The spoon is found in the hand of Geneva Bruce as she lies dead in the family’s muscadine arbor one hot summer morning in Georgia. Nobody, including her three grown children, knows what she was doing with it, but they find out soon enough. To say that the little spoon affects the performance of this genteel Southern family is an understatement. 

The Bruce children are narrator Lila; her jovial brother, Henry; and sister Abby, who was Geneva’s favorite. Abby is most upset by their mother’s death, and she shows up drunk to the memorial, wearing a fuchsia suit and teetering on stiletto heels, her hair dyed screaming red. She manages to curse out her second-grade teacher before Henry hustles her from the scene. In moments like this, the book feels like a mashup of Fried Green Tomatoes and You Can’t Go Home Again with a sprinkling of William Faulkner.
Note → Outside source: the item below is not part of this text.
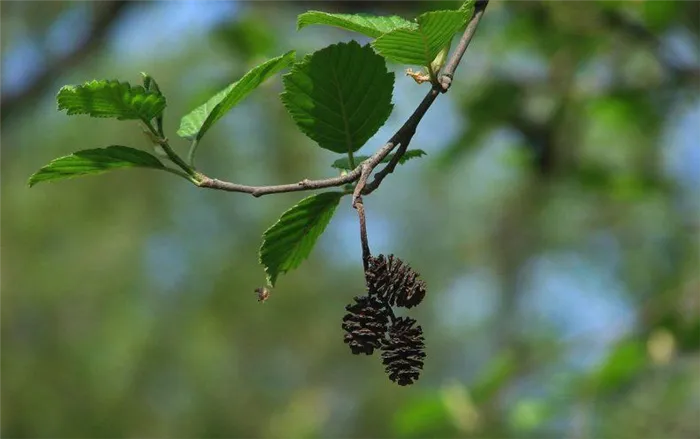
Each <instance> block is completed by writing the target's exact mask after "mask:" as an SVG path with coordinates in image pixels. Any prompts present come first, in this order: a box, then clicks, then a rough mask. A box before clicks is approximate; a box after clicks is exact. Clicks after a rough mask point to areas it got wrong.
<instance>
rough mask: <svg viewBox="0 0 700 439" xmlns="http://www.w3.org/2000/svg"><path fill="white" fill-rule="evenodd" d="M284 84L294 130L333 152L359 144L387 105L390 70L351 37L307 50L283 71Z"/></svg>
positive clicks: (373, 133)
mask: <svg viewBox="0 0 700 439" xmlns="http://www.w3.org/2000/svg"><path fill="white" fill-rule="evenodd" d="M284 88H285V91H284V93H282V102H283V103H284V105H285V107H286V108H287V110H288V111H289V113H290V114H291V116H292V118H293V119H294V121H295V122H296V124H297V126H298V127H299V129H300V130H301V131H302V132H304V133H305V134H306V135H307V136H309V137H310V138H311V139H313V140H315V141H316V142H317V143H318V144H319V145H320V146H321V147H322V148H325V149H328V150H331V151H334V152H337V153H347V152H348V151H353V152H354V151H357V150H358V149H360V148H361V147H362V146H363V145H364V144H365V143H366V142H367V140H369V139H370V137H372V136H373V135H374V134H375V133H376V132H377V130H378V129H379V128H380V127H381V126H382V125H384V122H386V120H387V118H388V117H389V114H391V110H392V109H393V105H392V103H391V98H392V93H393V88H394V74H393V73H389V72H388V71H387V68H386V62H385V61H384V59H383V58H382V57H381V56H379V55H377V54H376V53H374V51H373V50H372V48H371V47H369V46H360V45H359V44H358V43H356V42H355V41H351V42H349V43H340V44H334V45H332V46H328V47H326V48H325V49H322V50H319V51H318V52H315V53H313V54H312V55H308V56H307V57H305V58H304V60H303V61H302V62H300V63H297V64H295V65H294V67H293V68H292V70H291V71H290V72H289V73H288V74H286V75H285V76H284Z"/></svg>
Abby is in such bad shape that Lila and Henry decide to answer the lingering questions about their mother—indeed, their parents—without her. The trail leads them first to the Carolina low country, then to the beautiful but rugged highlands of Scotland. One of the many pleasures of the book is Terry’s descriptions of details like the lushness of gardenias and crepe myrtles, and the way steam rises from a Georgia blacktop after a hard summer rain. When the story moves to Scotland, she’s just as skilled at describing fierce sea storms, the welcome coziness of a bed-and-breakfast and the colors and textures of tweeds and tartans.

But Terry’s real focus is forgiveness, radical acceptance or even what some might call grace. A reader might wonder if they could ever be as forgiving as the Bruce children are of their parents’ transgressions. The Sweet Taste of Muscadines encourages readers to believe that they could.